11.7.12

Hopper

Autorretrato, 1925-30. Whitney Museum of American Art, NY


















Una de esas visitas relámpago que solemos hacer los de provincias a Madrid -de compras, de médicos-, nos ha permitido recorrer la comentada exposición Hopper, inaugurada el mes pasado en el Museo Thyssen-Bornemisza.
Ignoro si, como dice uno de sus comisarios, Tomàs Llorens, Hooper es el mejor pintor norteamericano del XX, lo que viene a querer decir uno de los mejores del mundo en ese controvertido siglo, también para el arte. Le molesta a uno que se trate a los músicos, los escritores y los artistas en general como si fueran deportistas.

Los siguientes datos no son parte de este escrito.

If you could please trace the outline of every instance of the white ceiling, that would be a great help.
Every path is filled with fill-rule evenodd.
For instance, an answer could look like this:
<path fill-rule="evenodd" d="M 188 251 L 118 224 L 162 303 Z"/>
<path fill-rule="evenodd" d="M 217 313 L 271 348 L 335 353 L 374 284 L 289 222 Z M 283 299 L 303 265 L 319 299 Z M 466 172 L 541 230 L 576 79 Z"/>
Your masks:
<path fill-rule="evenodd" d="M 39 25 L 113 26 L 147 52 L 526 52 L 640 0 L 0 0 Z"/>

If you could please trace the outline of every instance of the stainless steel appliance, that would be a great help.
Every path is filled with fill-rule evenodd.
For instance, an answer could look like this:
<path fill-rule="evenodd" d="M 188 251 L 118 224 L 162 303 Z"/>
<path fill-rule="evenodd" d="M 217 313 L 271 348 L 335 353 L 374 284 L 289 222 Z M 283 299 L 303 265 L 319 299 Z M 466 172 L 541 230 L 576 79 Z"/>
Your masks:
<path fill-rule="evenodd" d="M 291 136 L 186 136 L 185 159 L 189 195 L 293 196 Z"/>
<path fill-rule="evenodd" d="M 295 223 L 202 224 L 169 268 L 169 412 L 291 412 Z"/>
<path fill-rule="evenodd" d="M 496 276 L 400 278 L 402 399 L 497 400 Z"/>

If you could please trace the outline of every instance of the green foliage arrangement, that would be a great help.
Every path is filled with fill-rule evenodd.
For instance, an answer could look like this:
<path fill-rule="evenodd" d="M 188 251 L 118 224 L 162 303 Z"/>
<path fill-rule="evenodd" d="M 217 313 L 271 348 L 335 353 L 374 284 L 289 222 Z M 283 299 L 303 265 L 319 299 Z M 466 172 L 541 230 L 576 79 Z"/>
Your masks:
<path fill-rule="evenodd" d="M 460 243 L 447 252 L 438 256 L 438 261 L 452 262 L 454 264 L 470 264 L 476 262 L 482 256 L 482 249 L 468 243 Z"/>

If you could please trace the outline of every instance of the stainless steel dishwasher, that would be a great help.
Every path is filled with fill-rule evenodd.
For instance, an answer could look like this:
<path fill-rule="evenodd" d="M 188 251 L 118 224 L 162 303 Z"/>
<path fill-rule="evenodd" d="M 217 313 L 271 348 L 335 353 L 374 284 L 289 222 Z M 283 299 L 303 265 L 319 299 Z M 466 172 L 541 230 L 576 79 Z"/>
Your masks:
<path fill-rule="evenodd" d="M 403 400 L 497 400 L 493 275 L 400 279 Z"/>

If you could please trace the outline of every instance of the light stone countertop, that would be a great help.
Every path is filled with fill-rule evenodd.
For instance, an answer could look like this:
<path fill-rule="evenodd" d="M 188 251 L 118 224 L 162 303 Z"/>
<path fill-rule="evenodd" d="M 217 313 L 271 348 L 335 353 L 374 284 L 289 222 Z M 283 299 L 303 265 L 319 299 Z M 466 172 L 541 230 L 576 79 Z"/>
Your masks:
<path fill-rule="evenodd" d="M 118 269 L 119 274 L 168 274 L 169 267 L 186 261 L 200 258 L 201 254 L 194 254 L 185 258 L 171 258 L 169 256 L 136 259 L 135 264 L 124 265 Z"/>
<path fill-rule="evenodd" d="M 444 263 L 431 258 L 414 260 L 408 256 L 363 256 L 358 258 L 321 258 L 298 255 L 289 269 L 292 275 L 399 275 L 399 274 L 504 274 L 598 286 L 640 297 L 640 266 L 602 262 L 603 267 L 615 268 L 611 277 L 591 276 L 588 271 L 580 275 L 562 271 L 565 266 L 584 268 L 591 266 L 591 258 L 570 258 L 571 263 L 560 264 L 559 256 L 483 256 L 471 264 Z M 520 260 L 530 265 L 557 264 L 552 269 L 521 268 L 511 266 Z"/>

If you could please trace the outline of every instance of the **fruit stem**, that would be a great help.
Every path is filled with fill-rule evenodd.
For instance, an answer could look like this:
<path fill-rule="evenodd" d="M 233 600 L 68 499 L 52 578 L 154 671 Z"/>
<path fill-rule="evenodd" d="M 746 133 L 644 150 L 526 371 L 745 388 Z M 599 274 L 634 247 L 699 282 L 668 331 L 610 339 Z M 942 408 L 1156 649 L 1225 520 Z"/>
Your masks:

Como si sus obras fueran computables. Una cosa es el canon, necesario, y otra las clasificaciones competitivas, del todo prescindibles en materia cultural.
Lo que sí puedo afirmar, con toda la modestia que cabe al caso, es que sus cuadros me gustan. Desde hace mucho, añadiría. Sí, por la cantidad de gente que se amontonaba en las salas -y eso que el horario era intempestivo (casi a la hora de comer) y los grupos entraban de quince en quince-, por la abundancia de productos de merchandising que vendían a la salida, se puede asegurar que el neoyorkino de Nyack está de moda. 
Esta querencia por la obra de Hopper no es nueva entre escritores y, menos aún, entre poetas. Una de las monografías más conocidas sobre su obra, Silent Theater: The Art of Edward Hopper, está escrita por Mark Strand (aquí la publicó Lumen), el poeta canadiense residente en Madrid, que también está, por cierto, de moda.
Hay algo en su pintura que inspira. A lo mejor es que es poética; es decir, que en sus asuntos y en su forma de revelarlos hay, sea esto lo que quiera que sea, poesía. Soledad, melancolía, ensimismamiento, sugerencia, luz... son palabras que definen, entre muchas, ese estado de ánimo al que me refiero. Tal vez, ya digo, pura poesía.
No hablo de técnica, aunque según el citado Llorens, sea impecable, de consumado artesano, en el mejor y más noble sentido del término; de alguien, en suma, que conocía bien su oficio.
Me han encantado las cubiertas de las revistas que ilustró. Preciosas, como comentó una señora a mi lado, las acuarelas. Estupendos -ah, la belleza de lo pequeño- los grabados. Y qué decir de los cuadros más conocidos, tanto las escenas de interior (Sol de mañana, Habitación de hotel) como los de casas, ciudades, carreteras y paisajes (norteamericanísimos). 
Me han dejado indiferente los cuadros, digamos, "teatrales". Lo suponía: iba uno a ver lo que ya había entrevisto en las páginas de los libros y las enciclopedias, en papel y en internet.
No se ha prodigado uno recorriendo exposiciones. Y menos desde que los ciudadanos nos hemos vuelto tan cultos que formamos interminables filas para entrar en los museos. Ésta no será fácil de olvidar. Hoy la visita relámpago de los provincianos a la capital ha cundido. Tanto como a uno le ha rentado la pintura poética -o sólo literaria, vete a ver- del misterioso y solitario Edward Hopper.